首席站在鋼琴邊,微低著頭撫摸琴鍵,寂寥得像是被拋棄似的。
“你總會給天使彈琴嗎?”
任元關緊門說:“很少有人能進你辦公室,更不提這里。”
“你見過幾個天使呢?”
首席不滿地譏諷:“頭一次見,所以見到她就饑不擇食地撲上去,真是惡心。”
任元有許多方法讓他閉嘴,但有許多想不通的事。
首席對他這般不友善,是想要保護小白。可他分明是想殺了小白才對。
新給小白的果汁無毒,但灑在地毯上的那些有毒。
安魂曲是他最后的仁慈么?為什么要突然停手?
死神或多或少有病。
任元抱臂問:“你呢?難道不喜歡小白嗎?羨慕我,還是嫉妒我?你以前對我敬而遠之,可謂聞風喪膽,現在怎么有膽子站在我面前了?”
“你胡說八道!”
首席一把扯下帽兜,眼睛紅得快要滴血,好像受了天大的侮辱,“你下賤!”
少年幾乎將他的臟話全罵了一遍,最后也沒有掏出鐮刀。
任元覺得他不足為懼,回辦公室將小白接走。
小姑娘沒喝果汁,呆呆地看著一幅畫。
一副意義不明的象形畫,綠色的山連綿起伏,幾個白色的光點的下邊是一堆黑色小人。
“奇奇怪怪的。”
任元最煩這些不靠譜的東西,別過小白的腦袋不許她看。
“我還想看他們跳舞!”
小白比了幾個動作:“很好看的!”
任元怎么都看不出來這是一張舞蹈圖解。
而且首席也沒有私下跳舞的愛好。
“學校有舞蹈課,明天帶你去。
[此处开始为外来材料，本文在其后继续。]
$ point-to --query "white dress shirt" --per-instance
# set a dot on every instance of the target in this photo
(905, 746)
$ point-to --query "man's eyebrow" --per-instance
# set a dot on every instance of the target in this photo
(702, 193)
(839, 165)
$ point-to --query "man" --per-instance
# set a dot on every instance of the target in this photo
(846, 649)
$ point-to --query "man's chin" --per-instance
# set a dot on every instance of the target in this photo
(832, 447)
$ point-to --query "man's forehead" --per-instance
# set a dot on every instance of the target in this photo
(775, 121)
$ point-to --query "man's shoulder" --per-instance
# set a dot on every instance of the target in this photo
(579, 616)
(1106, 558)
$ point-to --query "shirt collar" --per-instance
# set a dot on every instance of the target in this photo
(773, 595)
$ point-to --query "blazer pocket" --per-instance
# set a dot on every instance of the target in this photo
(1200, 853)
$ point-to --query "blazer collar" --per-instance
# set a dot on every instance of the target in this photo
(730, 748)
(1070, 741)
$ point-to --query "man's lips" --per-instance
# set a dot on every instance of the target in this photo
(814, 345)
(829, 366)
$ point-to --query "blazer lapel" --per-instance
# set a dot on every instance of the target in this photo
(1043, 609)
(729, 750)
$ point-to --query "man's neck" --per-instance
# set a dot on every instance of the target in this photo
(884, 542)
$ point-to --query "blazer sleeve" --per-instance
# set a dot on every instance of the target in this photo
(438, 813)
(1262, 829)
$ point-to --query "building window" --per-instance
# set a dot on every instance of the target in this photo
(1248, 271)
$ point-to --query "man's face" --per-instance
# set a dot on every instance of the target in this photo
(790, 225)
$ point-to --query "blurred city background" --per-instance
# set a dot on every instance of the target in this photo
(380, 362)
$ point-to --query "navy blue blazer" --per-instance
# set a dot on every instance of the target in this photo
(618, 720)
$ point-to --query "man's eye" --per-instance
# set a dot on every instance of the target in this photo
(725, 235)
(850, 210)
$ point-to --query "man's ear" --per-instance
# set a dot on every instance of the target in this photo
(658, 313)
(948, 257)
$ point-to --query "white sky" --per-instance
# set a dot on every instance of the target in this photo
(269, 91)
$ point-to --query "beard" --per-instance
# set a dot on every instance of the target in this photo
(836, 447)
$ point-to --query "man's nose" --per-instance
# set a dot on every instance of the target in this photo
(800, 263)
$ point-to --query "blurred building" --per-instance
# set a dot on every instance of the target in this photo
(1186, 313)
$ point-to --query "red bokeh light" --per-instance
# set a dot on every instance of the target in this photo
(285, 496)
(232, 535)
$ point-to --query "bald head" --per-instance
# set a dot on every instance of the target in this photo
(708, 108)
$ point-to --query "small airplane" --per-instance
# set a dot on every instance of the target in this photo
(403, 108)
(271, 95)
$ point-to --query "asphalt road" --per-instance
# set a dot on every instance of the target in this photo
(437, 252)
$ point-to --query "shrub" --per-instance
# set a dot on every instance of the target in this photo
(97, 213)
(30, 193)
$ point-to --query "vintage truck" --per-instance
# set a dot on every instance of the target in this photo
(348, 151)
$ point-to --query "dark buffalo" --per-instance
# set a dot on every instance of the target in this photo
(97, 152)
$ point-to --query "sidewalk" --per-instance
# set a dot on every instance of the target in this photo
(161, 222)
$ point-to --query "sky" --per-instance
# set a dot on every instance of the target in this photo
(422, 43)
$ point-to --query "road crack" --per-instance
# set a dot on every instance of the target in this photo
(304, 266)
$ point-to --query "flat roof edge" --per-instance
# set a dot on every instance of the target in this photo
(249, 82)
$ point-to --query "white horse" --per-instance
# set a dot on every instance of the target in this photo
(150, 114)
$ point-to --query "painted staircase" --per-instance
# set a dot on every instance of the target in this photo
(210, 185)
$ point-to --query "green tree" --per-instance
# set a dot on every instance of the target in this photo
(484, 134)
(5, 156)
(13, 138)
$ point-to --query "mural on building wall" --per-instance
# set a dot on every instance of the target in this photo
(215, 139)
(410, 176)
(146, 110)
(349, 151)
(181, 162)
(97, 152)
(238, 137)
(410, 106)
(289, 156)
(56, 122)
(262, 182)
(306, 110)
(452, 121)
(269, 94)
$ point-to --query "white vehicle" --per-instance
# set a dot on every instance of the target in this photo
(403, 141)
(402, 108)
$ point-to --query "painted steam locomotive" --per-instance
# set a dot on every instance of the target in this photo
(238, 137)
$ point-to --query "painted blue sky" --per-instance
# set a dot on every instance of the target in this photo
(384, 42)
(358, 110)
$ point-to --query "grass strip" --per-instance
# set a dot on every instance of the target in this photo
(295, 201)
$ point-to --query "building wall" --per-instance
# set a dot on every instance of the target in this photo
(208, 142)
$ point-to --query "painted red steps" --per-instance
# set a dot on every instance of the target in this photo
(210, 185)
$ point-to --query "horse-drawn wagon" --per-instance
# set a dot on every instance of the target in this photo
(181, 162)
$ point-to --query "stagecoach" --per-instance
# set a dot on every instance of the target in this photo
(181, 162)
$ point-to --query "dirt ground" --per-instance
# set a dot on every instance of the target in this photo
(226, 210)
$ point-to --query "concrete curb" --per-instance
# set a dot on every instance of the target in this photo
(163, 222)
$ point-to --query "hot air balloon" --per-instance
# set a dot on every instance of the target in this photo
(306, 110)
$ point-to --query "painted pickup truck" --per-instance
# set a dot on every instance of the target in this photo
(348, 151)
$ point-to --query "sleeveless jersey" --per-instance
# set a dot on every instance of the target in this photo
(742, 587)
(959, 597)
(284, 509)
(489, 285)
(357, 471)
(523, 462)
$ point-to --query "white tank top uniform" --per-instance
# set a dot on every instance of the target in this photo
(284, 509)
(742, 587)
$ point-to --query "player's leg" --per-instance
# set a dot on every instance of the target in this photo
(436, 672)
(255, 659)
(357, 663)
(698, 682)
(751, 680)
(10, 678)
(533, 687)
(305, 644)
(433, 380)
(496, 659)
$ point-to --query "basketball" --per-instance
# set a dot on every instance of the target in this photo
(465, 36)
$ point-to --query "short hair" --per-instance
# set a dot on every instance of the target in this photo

”任元脫下外袍罩在小白身上,“我親自看你上課,看你還能跑哪里去。”
50.疼痛
小白聽說能和任元一起上課,開心得連連點頭。
“好了,回家了。”任元能感到休息區的怨氣,摸摸小白的腦袋。
“嗯嗯,回家。”小白左手抓住任元的手,右手還抱著那杯果汁。
這個玻璃杯很漂亮。
干凈的透明,切割精細,細看才能發現漂亮的光芒。